Stranger, smaller-room, and in-the-know Scope NYC picks for Sunday, June 21.
This Chinese feminist queer open mic is tightly tuned to a specific community and point of view, far from the city's generic showcase circuit.
A two o'clock Smalls jam puts the emphasis on players, regulars, and whatever develops on the bandstand, an unusually loose way into Sunday.
A Spectacle matinee called Fist Church arrives with no need for prestige framing; the title and microcinema setting make the gamble appealing.
A 1927 murder mystery staged as drag at Stonewall piles period theater, camp, and queer history into one gloriously over-specific matinee.
Drag and poetry share the bill at Dada, a hybrid that should move between performance, reading, and neighborhood-night intimacy.

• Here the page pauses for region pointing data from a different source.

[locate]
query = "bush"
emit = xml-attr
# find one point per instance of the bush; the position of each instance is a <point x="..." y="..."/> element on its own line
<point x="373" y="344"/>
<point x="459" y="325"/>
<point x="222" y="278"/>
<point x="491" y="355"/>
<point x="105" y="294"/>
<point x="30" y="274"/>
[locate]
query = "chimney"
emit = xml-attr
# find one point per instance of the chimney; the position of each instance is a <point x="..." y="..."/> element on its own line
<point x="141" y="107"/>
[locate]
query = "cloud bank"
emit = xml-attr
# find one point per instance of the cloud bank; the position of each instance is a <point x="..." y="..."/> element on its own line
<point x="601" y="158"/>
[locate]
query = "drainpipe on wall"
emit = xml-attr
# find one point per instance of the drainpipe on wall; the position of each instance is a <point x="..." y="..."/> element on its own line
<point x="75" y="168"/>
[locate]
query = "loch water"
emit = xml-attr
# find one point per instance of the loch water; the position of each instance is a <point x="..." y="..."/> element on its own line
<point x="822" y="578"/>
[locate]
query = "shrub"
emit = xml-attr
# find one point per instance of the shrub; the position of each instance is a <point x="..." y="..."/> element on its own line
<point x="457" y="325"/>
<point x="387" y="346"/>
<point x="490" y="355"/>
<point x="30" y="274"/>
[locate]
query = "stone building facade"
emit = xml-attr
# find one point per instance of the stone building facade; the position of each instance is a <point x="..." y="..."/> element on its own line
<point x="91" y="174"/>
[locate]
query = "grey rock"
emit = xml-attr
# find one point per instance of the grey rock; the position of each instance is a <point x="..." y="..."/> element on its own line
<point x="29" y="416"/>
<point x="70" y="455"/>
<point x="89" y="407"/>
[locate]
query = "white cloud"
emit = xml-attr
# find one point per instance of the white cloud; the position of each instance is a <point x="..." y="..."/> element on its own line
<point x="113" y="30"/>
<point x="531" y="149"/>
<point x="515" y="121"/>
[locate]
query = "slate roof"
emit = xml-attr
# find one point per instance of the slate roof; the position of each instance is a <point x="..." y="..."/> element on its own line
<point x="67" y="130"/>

Sleepwalk's experimental series offers a musician-led Bushwick detour where the open-ended format matters more than a familiar headliner.
The mock-sacred title and circus framing suggest a theatrical ritual with enough weirdness to suit Brooklyn Art Haus.
A VHS night inside the Museum of Interesting Things' secret speakeasy promises analog ephemera, collector energy, and a deliberately eccentric setting.
Turning donor selection into a live game show is a socially loaded comedy premise that should get messier and stranger in front of a littlefield crowd.
A trio starting five minutes before midnight is for the jazz crowd still extending the weekend after everyone else's Sunday has ended.